Les enjeux d’un changement de cap
Le Premier ministre Mark Carney envisage de diversifier la flotte canadienne de chasseurs, mais cette décision n’est pas sans risques. Le Canada a déjà investi 19 milliards de dollars canadiens pour acquérir 88 avions F-35, dont 16 ont déjà été commandés. Si le rapport à venir soutient l’idée de Carney, cela pourrait signifier l’achat de Gripens suédois pour remplacer les F-35 américains restants. Cette décision fait suite à des tensions commerciales entre le Canada et les États-Unis, ainsi qu’à des retards dans le programme F-35. La question de savoir si le Canada poursuivra avec les F-35 ou optera pour une flotte mixte reste en suspens.
Cette diversification pourrait entraîner des coûts supplémentaires en raison de la nécessité de maintenir deux flottes distinctes. Le F-35, choisi pour ses capacités avancées, notamment sa furtivité et sa capacité à partager des données en temps réel, pourrait perdre de son attrait face aux pressions politiques internes. De plus, la dépendance croissante envers les États-Unis est un souci pour Carney, qui souhaite renforcer les relations de sécurité du Canada avec d’autres pays.
Les avantages et inconvénients du Gripen
Le Gripen de Saab se présente comme une alternative attrayante grâce à son coût inférieur et à la promesse de construction au Canada. Cependant, cette option présente également des défis. L'une des principales préoccupations est la compatibilité avec les engagements du NORAD. Le NORAD, un commandement binational américano-canadien, repose sur l'interopérabilité des forces aériennes des deux pays. L'introduction d'une flotte majoritairement suédoise pourrait entraver cette coopération essentielle.
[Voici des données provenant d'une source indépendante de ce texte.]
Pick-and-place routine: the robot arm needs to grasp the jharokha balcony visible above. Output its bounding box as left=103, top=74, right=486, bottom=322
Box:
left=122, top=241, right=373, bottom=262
En outre, les coûts opérationnels d'une flotte mixte pourraient s'avérer prohibitifs. Gérer deux types d'avions nécessiterait des formations pilotes distinctes, des simulateurs séparés, ainsi qu'une logistique de maintenance complexe. Même si l'entretien majeur des F-35 est pris en charge aux États-Unis, les forces canadiennes devraient élargir leur personnel pour gérer ces deux plateformes. Cela soulève des questions sur la viabilité économique et politique d'un tel choix.
Conséquences diplomatiques et économiques
Un éventuel basculement vers les Gripens pourrait avoir des répercussions diplomatiques significatives. Les relations entre le Canada et les États-Unis, déjà tendues, pourraient se détériorer davantage. Le choix d'une flotte mixte pourrait être perçu comme un désaveu des engagements pris dans le cadre du NORAD. La réaction de Washington à une telle décision pourrait compliquer d'autres aspects des relations bilatérales.
Sur le plan économique, les implications sont multiples. Des infrastructures supplémentaires seraient nécessaires pour soutenir deux types d'avions, augmentant les coûts à long terme. De plus, la nécessité de former des pilotes et du personnel de maintenance pour deux systèmes distincts pourrait entraîner des surcoûts importants. Les avantages politiques à court terme pourraient être éclipsés par les défis financiers et logistiques à long terme.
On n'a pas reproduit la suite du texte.